Silblings (photosavvy/Flickr)
Silblings (photosavvy/Flickr)

If you’ve got brothers and sisters, you know it’s true: only siblings are partners for life. Parents go early. Children come late, when we’re already stamped and made. Siblings are there from the get go.

Brothers and sisters who challenge, protect, torment, defend. Who listen, scold, goad, counsel. Who know you. Some are close. Some are distant. They stamp you either way. For better, for worse, for life.

Organic family. Blended family. You could call it the sibling effect.
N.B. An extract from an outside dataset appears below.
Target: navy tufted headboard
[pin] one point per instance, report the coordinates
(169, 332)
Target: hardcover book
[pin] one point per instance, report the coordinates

This hour On Point: Siblings, and how they shape us, in childhood and beyond.
-Tom Ashbrook

Guests

Jeff Kluger, author, “The Sibling Effect: What the Bonds Among Brothers and Sisters Reveal About Us;” senior editor, Time magazine

Laurie Kramer, clinical psychologist;professor of Applied Family Studies and founding director the Family Resiliency Center, University of Illinois in Urbana

From Tom's Reading List

Kirkus Reviews "Masterfully weaving anecdotal passages with academic research and scientific data, the author thoroughly examines the many manifestations of the simple brother-brother, sister-sister or brother-sister relationship, and the dynamic within each."

The Washington Post "That’s what this volume is about: the unchosen yet powerful intertwined relationships that make up the unit commonly called “sibs.” Our husbands and wives come relatively late into our lives, as do our own children, but siblings are witness to the whole, shared journey."

Music Played During The Hour:

First Break: "Brothers" by Dean Brody
Second Break: "Sisters" by Anastasia Barzee & Meredith Patterson

This program aired on September 15, 2011.